As Alabama has been discovering, when you pass the nation's more draconian anti-immigration law, you end up with a few unintended consequences. Let's say you arrest a German manager for the local Mercedes-Benz plant for not carrying the right papers, followed by a Japanese employee for Honda, and then the governor has to reassure everyone the state's open for business. That's embarrassing.

Then your farmers start having trouble getting the crops in from the field, and even local American-born volunteers can't make up the difference. Now planting season is coming up, and you've got an emergency for farmers, a critical shortage of labor that requires the different parts of the administration to put their heads together and come up with a fix.
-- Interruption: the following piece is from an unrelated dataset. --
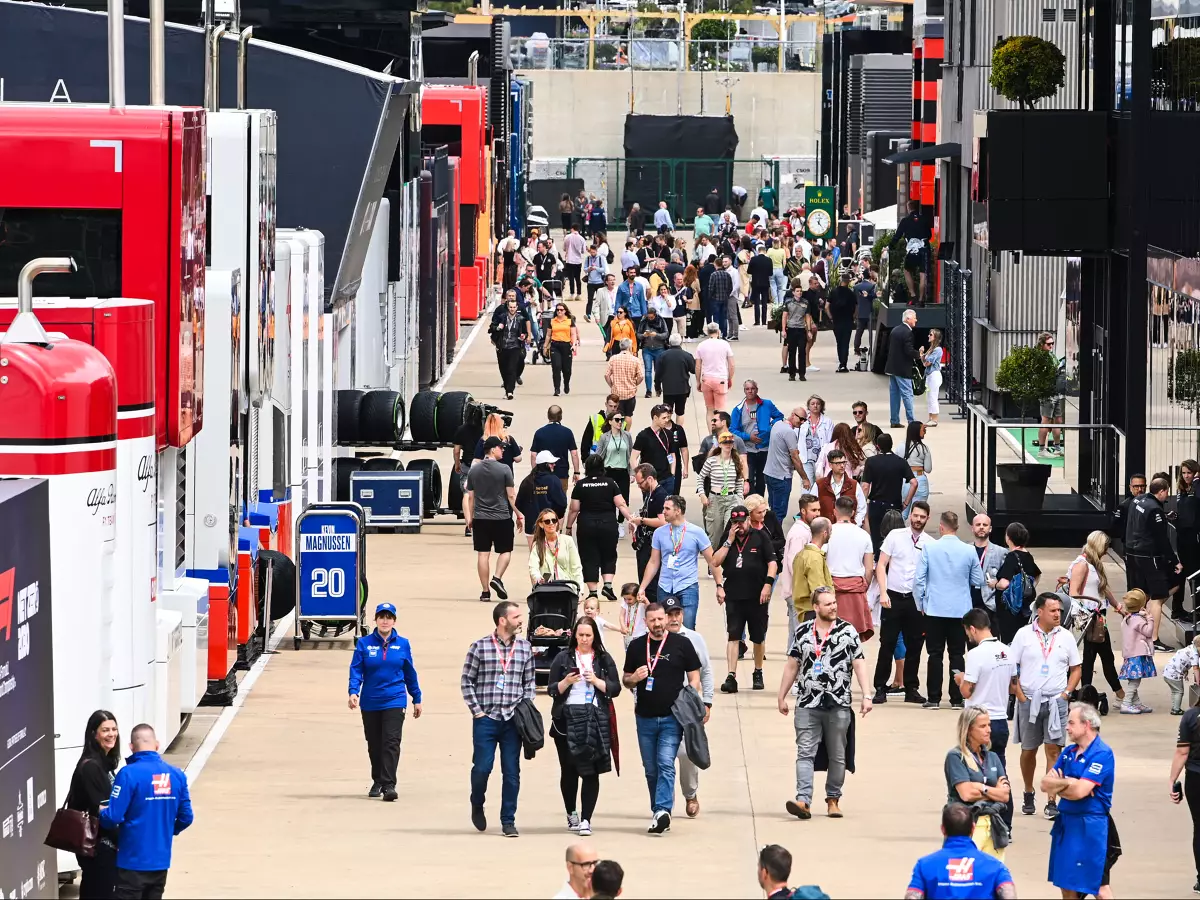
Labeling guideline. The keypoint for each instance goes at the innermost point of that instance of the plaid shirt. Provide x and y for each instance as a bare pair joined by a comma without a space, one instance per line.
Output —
627,373
483,669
Today in Mobile, a government confab will hear a proposal to rescue the farmers with prison labor. That's right -- Alabama is considering solving the crisis its lawmakers created by sending inmates into the fields. Instead of a migrant worker who risked so much to come here, farmers would get convicts. From the Alabama papers:

[T]he agenda includes a presentation on whether work-release inmates could help fill jobs once held by immigrants.

Irony of ironies, the Alabama Department of Corrections says most of its 2,000 inmates who are eligible for work are busy already.

Prison spokesman Brian Corbett says the state has about 2,000 work-release prisoners, and most already have jobs.Corbett says the prison system isn't the solution to worker shortages caused by the law.

Prison labor must be popular. Up top, a clip from American Chain Gang, a documentary about prison labor in Alabama and Arizona (which, of course, has the nation's other most draconian anti-immigration law).